July 23, 2014
By Ron Gregory
LOGAN — Third District Congressman Nick Rahall kicked off his coalfield campaign just down the street from where his opponents have opened their first southern West Virginia headquarters.
An overflow crowd of more than 65 people was on hand when Rahall welcomed visitors to his new headquarters on Dingess Street in downtown Logan. Two weeks ago, Republicans opened a headquarters a block away, touting it as the first such GOP headquarters in history.
Those who spoke Friday evening at Rahall’s event were cordial in their comments about all constituents, Republican, Democrat and independent. But they were unified in one message: the seniority of Democrat Rahall cannot be lost to the inexperience of a Republican challenger.
Speaker after speaker, including state Sen. Art Kirkendoll and state Treasurer John Perdue, echoed the message: Rahall has clout that his opponent would not.
Even Rahall was in the spirit of the evening, telling those crowded into the building that, “if re-elected, I will be at least the fourth-ranking member in the entire House of Representatives.” That message brought cheers from those on hand, which included people from Boone, Logan and Mingo counties.
Perdue, a Boone County native, said this “may be the most critical election in a lifetime,” as he urged the crowd to “work extra hard for Nick Joe Rahall.”
Kirkendoll expressed a similar position, noting that such accomplishments as Corridor G (U.S. Highway 119) and the state Route 10 connection between Man and Logan “would not have been possible if Nick Joe Rahall had not been there fighting for those kinds of projects.”
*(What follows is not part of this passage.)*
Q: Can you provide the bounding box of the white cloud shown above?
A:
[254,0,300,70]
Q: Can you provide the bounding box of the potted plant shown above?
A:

Rahall defended his support for coal mining. “I would be a fool not to support coal,” Rahall said. He added, “Anyone who says I have not been a fighter for coal must be lost in outer space somewhere.”
Later, Rahall told supporters the headquarters will remain open “through the election” as a gathering place for citizens and for those needing his campaign material.
Other Democrat candidates also are expected to work from the headquarters and several had campaign material on hand for the opening.